The recommended columns can be used as the sort key for the table

The selected columns frequently appear in filter statements. Setting these columns as the sort key for the table can speed up query execution.

How to Enable

  • You can set the property on the workspace, which will analyze all tables under the workspace
ALTER WORKSPACE workspace_name SET properties (auto_index='day[,150,5,100]');

For example:
ALTER WORKSPACE quick_start SET properties (auto_index='day'); 
ALTER WORKSPACE quick_start SET properties (auto_index='day,150,5,100');

--The first parameter is required, specifying whether to collect daily or monthly.
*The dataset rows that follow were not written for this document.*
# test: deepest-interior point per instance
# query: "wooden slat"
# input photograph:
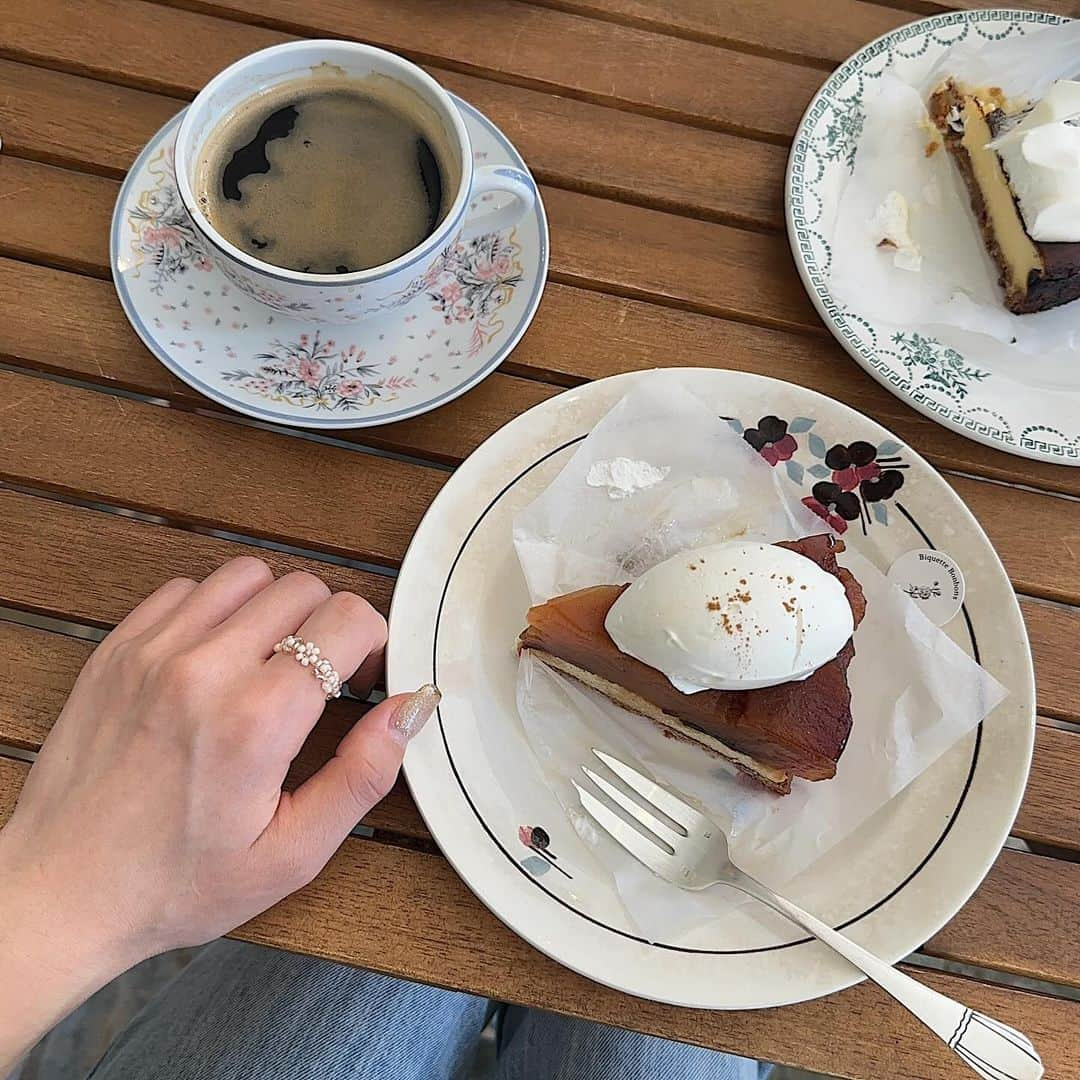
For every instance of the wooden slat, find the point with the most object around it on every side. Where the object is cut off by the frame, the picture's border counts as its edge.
(1054, 633)
(1016, 921)
(40, 667)
(700, 265)
(216, 473)
(824, 32)
(67, 324)
(1022, 919)
(120, 556)
(407, 914)
(1050, 569)
(93, 567)
(580, 57)
(99, 126)
(211, 472)
(1050, 812)
(563, 342)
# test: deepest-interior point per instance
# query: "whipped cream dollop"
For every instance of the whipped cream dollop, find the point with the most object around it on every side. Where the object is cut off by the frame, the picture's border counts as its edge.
(734, 616)
(1042, 160)
(892, 229)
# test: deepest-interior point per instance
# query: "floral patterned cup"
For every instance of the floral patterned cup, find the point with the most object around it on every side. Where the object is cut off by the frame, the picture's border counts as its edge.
(348, 297)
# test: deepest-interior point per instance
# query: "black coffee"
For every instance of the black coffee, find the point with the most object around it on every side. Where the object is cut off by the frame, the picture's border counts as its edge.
(327, 179)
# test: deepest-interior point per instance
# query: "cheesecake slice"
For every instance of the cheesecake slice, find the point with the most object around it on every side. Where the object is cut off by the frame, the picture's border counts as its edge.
(1035, 274)
(773, 733)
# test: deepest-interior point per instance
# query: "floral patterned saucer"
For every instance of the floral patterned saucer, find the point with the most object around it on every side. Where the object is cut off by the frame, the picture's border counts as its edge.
(271, 365)
(981, 391)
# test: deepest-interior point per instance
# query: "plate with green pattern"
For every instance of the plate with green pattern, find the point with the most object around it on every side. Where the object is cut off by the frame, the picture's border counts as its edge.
(1021, 405)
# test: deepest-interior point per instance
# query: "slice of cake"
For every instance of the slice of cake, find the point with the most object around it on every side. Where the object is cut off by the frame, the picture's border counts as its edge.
(772, 733)
(1026, 192)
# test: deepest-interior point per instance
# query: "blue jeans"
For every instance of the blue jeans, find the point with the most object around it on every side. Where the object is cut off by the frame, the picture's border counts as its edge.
(240, 1012)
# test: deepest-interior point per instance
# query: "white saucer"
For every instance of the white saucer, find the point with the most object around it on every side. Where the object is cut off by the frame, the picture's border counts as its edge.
(245, 356)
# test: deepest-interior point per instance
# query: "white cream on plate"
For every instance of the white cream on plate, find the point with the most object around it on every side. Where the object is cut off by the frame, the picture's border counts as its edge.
(1042, 159)
(736, 616)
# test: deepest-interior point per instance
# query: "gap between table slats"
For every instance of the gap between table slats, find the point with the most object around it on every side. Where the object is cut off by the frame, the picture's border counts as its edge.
(67, 324)
(822, 34)
(407, 914)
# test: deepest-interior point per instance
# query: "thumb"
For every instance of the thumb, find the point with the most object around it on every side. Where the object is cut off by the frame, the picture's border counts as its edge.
(312, 822)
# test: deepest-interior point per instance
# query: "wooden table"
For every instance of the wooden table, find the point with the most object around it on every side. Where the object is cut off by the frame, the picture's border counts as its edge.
(658, 131)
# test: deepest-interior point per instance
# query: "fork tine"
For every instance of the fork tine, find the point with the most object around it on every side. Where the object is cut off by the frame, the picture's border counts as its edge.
(646, 815)
(679, 812)
(645, 851)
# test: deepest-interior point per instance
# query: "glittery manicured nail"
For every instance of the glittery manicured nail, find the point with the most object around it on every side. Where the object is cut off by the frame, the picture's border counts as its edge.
(414, 712)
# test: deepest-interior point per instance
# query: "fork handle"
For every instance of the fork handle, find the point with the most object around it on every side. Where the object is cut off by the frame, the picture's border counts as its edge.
(993, 1049)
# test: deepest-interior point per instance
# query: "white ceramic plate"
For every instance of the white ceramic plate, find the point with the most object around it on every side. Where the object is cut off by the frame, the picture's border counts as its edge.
(460, 603)
(275, 366)
(1012, 405)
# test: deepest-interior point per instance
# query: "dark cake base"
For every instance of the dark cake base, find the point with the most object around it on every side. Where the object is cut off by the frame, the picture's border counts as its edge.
(1058, 280)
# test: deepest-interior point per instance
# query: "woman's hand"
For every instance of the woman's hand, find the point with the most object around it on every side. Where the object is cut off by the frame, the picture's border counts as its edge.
(154, 814)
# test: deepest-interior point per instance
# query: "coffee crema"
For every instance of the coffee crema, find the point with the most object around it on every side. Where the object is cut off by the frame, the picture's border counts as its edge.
(328, 176)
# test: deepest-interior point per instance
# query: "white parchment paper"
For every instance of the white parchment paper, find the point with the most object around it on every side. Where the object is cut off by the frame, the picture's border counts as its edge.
(955, 296)
(915, 692)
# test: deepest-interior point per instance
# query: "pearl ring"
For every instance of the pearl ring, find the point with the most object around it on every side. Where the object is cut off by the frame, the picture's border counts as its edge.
(308, 656)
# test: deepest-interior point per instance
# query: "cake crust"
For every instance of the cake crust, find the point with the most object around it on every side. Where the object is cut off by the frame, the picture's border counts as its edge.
(1053, 278)
(772, 733)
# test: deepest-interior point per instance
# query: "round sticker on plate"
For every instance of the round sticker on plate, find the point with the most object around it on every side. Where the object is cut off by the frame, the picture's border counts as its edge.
(932, 580)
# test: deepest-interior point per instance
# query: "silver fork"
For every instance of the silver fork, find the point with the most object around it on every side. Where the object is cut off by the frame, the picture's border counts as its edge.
(689, 850)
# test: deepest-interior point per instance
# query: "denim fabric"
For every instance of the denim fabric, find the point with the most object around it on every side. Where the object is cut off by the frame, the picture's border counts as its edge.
(240, 1012)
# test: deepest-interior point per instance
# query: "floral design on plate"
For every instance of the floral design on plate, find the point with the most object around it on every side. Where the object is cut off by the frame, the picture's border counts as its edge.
(483, 273)
(261, 354)
(536, 838)
(315, 374)
(164, 239)
(850, 482)
(942, 367)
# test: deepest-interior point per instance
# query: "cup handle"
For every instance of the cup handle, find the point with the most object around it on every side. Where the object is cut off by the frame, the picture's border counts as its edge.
(504, 178)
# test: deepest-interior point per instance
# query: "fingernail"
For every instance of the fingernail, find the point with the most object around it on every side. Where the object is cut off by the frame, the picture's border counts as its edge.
(414, 712)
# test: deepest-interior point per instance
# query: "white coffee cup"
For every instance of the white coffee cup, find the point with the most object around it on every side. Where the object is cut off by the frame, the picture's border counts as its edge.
(347, 297)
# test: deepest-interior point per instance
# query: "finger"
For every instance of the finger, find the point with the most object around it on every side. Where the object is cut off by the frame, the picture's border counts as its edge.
(364, 679)
(157, 607)
(217, 596)
(278, 610)
(312, 821)
(346, 630)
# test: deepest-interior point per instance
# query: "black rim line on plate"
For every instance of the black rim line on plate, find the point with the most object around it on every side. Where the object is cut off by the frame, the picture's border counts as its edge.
(624, 933)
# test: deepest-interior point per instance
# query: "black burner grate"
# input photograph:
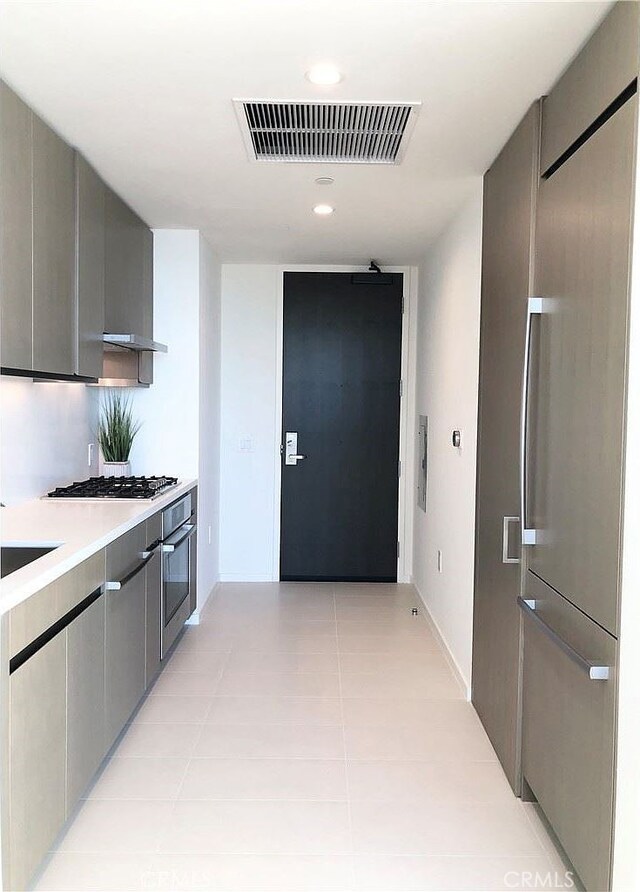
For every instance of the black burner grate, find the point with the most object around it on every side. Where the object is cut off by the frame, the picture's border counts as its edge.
(115, 488)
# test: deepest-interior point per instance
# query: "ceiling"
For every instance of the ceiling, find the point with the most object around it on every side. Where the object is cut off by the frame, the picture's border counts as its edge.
(144, 89)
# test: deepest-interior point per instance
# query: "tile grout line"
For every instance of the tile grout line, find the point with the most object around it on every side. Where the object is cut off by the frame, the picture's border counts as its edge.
(344, 746)
(195, 744)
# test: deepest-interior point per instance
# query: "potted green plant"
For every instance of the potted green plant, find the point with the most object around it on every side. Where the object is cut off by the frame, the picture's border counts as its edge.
(116, 432)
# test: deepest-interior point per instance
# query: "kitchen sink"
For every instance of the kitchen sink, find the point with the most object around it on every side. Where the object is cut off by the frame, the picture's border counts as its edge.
(14, 557)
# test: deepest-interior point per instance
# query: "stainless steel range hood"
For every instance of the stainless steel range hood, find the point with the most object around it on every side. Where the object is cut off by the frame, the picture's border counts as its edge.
(128, 360)
(134, 342)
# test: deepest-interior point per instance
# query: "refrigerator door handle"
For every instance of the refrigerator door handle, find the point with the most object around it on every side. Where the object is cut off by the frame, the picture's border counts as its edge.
(594, 671)
(506, 522)
(534, 308)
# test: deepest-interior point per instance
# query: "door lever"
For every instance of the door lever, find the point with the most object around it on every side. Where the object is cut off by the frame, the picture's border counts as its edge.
(291, 454)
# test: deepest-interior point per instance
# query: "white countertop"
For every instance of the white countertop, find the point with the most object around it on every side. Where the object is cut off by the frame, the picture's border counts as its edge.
(80, 528)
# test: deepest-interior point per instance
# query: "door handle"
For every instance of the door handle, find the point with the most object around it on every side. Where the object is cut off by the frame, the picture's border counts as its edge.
(291, 454)
(529, 536)
(506, 522)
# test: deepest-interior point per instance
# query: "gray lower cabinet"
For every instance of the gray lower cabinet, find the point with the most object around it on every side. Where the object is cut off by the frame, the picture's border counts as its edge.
(55, 734)
(53, 252)
(86, 740)
(15, 230)
(507, 270)
(37, 741)
(90, 191)
(153, 598)
(125, 661)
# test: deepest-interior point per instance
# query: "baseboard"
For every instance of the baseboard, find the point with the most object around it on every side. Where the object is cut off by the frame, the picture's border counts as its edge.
(451, 660)
(194, 619)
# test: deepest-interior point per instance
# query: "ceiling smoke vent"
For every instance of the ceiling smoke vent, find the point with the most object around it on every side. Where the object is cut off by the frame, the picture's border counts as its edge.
(343, 133)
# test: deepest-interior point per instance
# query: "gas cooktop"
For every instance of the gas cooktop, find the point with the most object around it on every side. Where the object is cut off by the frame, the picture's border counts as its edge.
(115, 488)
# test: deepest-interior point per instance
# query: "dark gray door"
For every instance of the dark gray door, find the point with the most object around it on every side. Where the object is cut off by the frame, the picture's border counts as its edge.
(507, 257)
(341, 397)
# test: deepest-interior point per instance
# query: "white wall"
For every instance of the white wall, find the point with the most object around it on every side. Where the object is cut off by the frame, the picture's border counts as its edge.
(167, 442)
(447, 393)
(180, 413)
(44, 433)
(209, 433)
(250, 429)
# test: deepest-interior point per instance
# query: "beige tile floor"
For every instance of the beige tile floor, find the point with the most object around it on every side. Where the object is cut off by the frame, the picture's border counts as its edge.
(305, 737)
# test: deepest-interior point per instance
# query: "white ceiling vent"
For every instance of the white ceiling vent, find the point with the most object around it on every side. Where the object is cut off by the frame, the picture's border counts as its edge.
(339, 132)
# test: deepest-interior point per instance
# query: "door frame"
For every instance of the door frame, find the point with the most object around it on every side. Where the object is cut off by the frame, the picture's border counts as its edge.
(407, 447)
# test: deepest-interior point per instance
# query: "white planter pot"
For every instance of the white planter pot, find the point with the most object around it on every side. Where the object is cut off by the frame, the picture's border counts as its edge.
(116, 469)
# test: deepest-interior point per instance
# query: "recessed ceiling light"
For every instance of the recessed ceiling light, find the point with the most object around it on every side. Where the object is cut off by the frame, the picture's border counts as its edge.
(325, 74)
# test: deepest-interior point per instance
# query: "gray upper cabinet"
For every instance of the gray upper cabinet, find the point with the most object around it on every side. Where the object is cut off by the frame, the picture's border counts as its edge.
(15, 230)
(604, 68)
(90, 227)
(507, 271)
(75, 260)
(53, 252)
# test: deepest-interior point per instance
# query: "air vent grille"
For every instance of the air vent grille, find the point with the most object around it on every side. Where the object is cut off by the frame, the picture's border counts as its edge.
(345, 133)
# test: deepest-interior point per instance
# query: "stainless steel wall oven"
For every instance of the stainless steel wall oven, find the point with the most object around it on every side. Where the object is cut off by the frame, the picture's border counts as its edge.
(178, 565)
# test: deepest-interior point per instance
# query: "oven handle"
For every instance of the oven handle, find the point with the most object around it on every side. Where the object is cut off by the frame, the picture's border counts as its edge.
(178, 537)
(151, 549)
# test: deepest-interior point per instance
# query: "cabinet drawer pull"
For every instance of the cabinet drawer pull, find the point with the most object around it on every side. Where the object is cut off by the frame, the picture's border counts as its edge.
(506, 523)
(45, 637)
(172, 543)
(594, 671)
(529, 535)
(116, 586)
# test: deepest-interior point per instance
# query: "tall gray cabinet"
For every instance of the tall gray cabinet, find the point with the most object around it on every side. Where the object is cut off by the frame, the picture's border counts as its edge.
(507, 277)
(554, 332)
(574, 457)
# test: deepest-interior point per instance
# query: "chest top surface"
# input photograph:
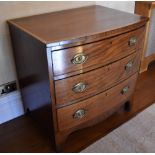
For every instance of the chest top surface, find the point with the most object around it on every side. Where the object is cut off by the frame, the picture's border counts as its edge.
(80, 23)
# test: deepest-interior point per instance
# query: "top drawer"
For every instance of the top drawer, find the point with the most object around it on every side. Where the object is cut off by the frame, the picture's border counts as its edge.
(79, 59)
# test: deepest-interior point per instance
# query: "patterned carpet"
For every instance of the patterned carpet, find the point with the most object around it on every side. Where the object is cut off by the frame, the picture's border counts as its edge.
(135, 136)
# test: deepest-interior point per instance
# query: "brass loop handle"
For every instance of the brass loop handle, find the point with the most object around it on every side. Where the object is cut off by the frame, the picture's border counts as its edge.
(128, 66)
(79, 114)
(125, 90)
(80, 87)
(132, 41)
(79, 58)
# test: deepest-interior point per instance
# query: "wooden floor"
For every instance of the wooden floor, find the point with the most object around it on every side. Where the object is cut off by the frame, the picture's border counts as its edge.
(23, 135)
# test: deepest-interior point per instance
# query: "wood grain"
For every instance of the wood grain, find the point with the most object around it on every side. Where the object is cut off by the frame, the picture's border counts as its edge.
(24, 135)
(78, 26)
(96, 81)
(99, 54)
(37, 38)
(144, 8)
(95, 106)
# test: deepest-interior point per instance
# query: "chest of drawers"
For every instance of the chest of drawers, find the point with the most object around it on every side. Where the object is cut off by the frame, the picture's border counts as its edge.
(77, 66)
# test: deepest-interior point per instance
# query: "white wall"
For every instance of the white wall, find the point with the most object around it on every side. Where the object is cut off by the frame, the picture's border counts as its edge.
(15, 9)
(127, 6)
(11, 105)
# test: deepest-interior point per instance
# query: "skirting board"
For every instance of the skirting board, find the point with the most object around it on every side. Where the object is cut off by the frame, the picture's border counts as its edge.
(10, 106)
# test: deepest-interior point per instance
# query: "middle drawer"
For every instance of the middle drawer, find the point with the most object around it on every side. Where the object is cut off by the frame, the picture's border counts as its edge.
(76, 88)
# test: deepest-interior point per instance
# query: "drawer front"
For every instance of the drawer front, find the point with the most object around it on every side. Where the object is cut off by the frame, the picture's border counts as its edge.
(81, 112)
(83, 58)
(82, 86)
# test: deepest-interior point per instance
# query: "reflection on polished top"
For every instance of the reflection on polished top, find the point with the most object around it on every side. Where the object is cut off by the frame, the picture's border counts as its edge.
(61, 27)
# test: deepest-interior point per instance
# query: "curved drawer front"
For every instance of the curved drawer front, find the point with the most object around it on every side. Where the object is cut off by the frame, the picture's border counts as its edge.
(76, 88)
(81, 112)
(83, 58)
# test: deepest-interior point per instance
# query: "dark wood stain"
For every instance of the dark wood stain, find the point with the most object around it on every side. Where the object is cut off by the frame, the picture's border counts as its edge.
(23, 134)
(34, 46)
(94, 23)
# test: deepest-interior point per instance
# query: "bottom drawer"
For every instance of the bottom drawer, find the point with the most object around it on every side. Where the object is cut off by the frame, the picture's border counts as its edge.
(81, 112)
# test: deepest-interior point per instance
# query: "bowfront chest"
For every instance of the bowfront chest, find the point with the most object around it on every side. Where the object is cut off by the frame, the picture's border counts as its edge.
(77, 67)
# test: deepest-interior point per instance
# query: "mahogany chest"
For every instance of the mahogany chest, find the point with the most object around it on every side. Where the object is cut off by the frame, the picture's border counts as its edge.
(78, 66)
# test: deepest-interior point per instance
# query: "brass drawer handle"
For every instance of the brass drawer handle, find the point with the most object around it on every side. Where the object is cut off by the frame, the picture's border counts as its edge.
(129, 66)
(125, 90)
(132, 41)
(80, 87)
(79, 58)
(79, 114)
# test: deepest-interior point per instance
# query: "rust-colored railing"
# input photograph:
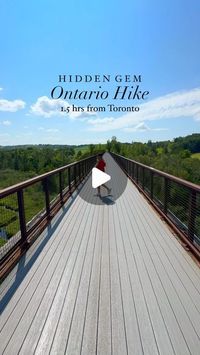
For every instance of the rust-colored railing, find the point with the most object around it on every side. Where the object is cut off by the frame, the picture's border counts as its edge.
(176, 199)
(26, 208)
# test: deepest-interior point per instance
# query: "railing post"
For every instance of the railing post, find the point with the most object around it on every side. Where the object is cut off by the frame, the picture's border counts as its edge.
(79, 172)
(47, 199)
(166, 192)
(151, 185)
(75, 175)
(61, 185)
(22, 219)
(69, 178)
(142, 178)
(137, 173)
(192, 215)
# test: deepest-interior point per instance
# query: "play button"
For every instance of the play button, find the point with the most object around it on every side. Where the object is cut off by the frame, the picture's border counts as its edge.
(99, 178)
(103, 188)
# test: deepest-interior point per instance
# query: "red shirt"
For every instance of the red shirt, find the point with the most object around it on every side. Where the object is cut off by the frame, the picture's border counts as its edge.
(101, 165)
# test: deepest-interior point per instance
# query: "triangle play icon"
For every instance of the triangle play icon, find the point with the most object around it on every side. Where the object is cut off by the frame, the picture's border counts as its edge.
(99, 178)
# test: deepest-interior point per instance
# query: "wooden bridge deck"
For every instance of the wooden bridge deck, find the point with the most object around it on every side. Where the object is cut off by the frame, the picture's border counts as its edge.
(103, 279)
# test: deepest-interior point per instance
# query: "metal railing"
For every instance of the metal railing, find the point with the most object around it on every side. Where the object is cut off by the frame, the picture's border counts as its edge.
(178, 200)
(26, 208)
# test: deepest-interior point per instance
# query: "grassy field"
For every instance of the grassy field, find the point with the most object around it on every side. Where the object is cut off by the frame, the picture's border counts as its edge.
(196, 156)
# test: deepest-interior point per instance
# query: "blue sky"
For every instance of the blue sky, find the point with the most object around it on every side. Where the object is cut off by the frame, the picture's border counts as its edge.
(41, 39)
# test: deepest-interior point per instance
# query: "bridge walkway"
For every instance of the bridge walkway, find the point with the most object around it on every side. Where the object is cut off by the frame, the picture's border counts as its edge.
(104, 278)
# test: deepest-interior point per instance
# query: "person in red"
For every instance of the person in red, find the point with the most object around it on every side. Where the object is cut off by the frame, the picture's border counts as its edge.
(101, 166)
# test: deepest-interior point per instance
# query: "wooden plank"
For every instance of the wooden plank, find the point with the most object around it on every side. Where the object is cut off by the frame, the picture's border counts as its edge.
(30, 289)
(111, 279)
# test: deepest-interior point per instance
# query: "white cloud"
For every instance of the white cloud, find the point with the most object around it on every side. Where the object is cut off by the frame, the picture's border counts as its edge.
(175, 105)
(6, 123)
(142, 127)
(46, 107)
(11, 106)
(52, 130)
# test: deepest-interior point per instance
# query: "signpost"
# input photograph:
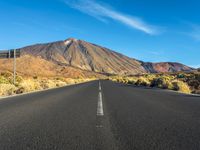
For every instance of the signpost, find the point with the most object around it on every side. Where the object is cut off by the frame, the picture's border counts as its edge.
(11, 54)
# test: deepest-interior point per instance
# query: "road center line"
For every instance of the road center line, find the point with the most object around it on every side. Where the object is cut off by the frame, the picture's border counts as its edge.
(100, 103)
(99, 86)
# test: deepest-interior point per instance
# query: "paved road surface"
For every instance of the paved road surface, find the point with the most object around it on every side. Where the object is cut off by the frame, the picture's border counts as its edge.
(105, 116)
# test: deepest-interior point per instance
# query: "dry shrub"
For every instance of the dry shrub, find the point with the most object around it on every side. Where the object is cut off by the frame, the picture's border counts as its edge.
(46, 84)
(7, 89)
(3, 80)
(162, 82)
(28, 85)
(181, 86)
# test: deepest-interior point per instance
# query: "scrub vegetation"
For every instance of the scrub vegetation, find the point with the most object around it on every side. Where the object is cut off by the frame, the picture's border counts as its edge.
(183, 82)
(29, 84)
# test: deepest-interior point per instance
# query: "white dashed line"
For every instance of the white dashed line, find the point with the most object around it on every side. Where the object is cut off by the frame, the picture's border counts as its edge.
(100, 103)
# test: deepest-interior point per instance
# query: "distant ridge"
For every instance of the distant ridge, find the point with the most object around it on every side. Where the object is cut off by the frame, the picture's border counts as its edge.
(91, 57)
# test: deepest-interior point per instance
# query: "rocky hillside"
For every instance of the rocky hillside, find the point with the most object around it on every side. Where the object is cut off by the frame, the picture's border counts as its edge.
(166, 67)
(86, 56)
(78, 54)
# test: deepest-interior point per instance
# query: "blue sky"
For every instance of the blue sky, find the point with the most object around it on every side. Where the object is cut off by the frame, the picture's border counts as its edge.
(149, 30)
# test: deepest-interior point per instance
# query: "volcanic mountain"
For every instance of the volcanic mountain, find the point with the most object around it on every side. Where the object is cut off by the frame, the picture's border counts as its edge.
(86, 56)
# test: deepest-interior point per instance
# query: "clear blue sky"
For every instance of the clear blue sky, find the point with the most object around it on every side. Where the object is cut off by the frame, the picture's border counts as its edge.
(149, 30)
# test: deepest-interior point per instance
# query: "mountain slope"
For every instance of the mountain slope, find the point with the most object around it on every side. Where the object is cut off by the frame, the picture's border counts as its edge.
(166, 67)
(85, 56)
(28, 65)
(90, 57)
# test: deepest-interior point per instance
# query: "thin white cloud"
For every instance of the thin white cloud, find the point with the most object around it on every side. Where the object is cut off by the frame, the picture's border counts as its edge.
(195, 33)
(103, 13)
(195, 66)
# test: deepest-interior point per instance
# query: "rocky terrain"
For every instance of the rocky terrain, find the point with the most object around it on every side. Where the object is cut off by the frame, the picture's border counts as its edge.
(74, 57)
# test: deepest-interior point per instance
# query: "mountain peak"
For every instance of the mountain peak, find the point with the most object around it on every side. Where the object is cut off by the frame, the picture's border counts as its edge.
(70, 40)
(83, 55)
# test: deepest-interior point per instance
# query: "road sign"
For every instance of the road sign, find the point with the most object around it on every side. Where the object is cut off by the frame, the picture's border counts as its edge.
(11, 54)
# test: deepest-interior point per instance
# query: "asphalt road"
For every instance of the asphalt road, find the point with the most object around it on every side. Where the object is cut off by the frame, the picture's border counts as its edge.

Monthly collection is done on the 1st of each month at 6 PM.
--The second parameter specifies the duration of jobs to be used (in minutes), default is 150.
--The third parameter specifies how many times a job needs to be repeated to be used, default is 5.
--The fourth parameter specifies the maximum number of jobs used per column, default is 100.
  • Automatic Collection

Automatically collects the top 10 tables used in filter statements for each schema

How to Query

SELECT * FROM information_schema.sortkey_candidates;

--The returned results are as follows:
instance_id,workspace_id,workspace_name,schema_id,schema_name,table_id,table_name,col,statement,ratio,insert_time,p_date
11111111111,855911111111,aaaaaaaaaaa,23671111111111,ddddddddd,84465111,aaaaaaaaaaa.ddddddddd.member,brandid,alter table aaaaaaaaaaa.ddddddddd.member set properties("hint.sort.columns"="brandid"), 2.21%,05:49.1,2024/11/7
11111111111,855911111111,aaaaaaaaaaa,23671111111111,ddddddddd,84465111,aaaaaaaaaa.ddddddddd.member,birthday,alter table aaaaaaaaaa.ddddddddd.member set properties("hint.sort.columns"="birthday"),0.01%,05:49.1,2024/11/7
11111111111,855911111111,aaaaaaaaaaa,23671111111111,ddddddddd,84465111,aaaaaaaaaaa.ddddddddd.member,id,alter table aaaaaaaaaaa.ddddddddd.member set properties("hint.sort.columns"="id"),0.01%,05:49.1,2024/11/7

--It can be seen that for the aaaaaaaaaaa.ddddddddd.member table, the improvement effect of brandid is the highest, so set it as the sortkey alter table aaaaaaaaaaa.ddddddddd.member set properties("hint.sort.columns"="brandid"), this setting will

The included columns are instance_id, workspace_id, workspace_name, schema_id, schema_name, table_id, table_name, col, statement, ratio, insert_time, p_date. Among them:

  • p_date is the partition column, formatted as yyyy-mm-dd.
  • insert_time is the time when the collection results are inserted.
  • col is the recommended column, currently a single column.
  • statement is the SQL statement on how to set the recommended column as the sorting column.
  • ratio is the estimated improvement effect, in percentage.

Usage Recommendations

It is recommended to use the analyze statement to collect stats for the table columns, which will improve the accuracy of the recommendations.